Joe felt blessed. This blind and urgent marriage had proved a magic carpet into lives, places, societies previously beyond his horizon. He had not expected any of this and to absorb it was not easy, it was puzzling, there seemed nothing in his past life that linked to this new world and yet everywhere he was accepted as a natural part of it.

‘I like the dogs,' he said.

‘That's lucky.'

‘Yes.' They were German shepherds. ‘I got on their good side as fast as I could.'

‘Do you see how special they are, Isabel and Alain?'

‘Oh yes.' He meant it and repeated the affirmation. Alain and Isabel Brossart had been emphatically welcoming to him, first at their house near La Rotonde and now here at their house by the sea to which Alain had been obliged to return for a week, giving Isabel the much desired opportunity to have the two young people to herself despite her hatred of the coast in the summer months.

‘We must go in,' Natasha said, ‘Isabel doesn't like us to be late for
l'apéritif
.'

Joe got up very stiffly.

‘Why are you so stupid about the sun, Joseph?'

He shook his head. The beach had been irresistible; warm pure sand which trickled so finely through his fingers, warm blue sea, blue clear skies, sun-filled all day.
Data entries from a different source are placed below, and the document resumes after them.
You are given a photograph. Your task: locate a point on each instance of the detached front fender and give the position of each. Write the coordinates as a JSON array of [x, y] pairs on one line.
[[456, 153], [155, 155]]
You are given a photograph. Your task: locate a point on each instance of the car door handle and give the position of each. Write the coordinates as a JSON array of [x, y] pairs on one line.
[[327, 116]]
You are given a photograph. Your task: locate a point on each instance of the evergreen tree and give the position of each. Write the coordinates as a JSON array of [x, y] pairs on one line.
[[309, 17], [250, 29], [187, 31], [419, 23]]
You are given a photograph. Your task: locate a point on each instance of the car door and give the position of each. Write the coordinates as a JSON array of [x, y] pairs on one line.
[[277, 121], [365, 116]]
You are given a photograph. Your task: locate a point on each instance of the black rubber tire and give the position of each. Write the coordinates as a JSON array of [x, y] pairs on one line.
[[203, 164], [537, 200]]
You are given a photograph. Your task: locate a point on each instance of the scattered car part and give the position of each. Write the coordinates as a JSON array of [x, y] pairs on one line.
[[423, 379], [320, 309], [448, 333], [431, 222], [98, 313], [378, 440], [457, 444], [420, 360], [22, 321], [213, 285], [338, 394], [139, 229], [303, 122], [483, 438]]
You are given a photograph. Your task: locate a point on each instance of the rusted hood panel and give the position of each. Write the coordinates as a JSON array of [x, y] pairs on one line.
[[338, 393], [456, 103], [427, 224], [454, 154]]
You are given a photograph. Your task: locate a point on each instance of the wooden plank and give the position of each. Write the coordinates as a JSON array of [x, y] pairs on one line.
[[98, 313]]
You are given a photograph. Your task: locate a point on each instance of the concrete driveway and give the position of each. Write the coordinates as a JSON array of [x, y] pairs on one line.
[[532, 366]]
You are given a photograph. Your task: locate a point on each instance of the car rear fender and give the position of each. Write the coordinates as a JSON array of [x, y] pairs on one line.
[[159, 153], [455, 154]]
It was privilege and luxury, it was to his damp Northern-clouded childhood the temptation which had to be taken for it might never come again. Perhaps, Joe told himself, seeking justification, it provoked a deep instinctively compelling sun worship denied for centuries in the weather-beaten North. More likely it began in La Rotonde as a show-off aim to get a tan, surest proof of a holiday
Abroad. Loot. It soon became an addiction. Though pitied by Natasha, warned by Alain – ‘speaking as a doctor' – and told crossly by Isabel that it was not at all ‘chic', he persisted.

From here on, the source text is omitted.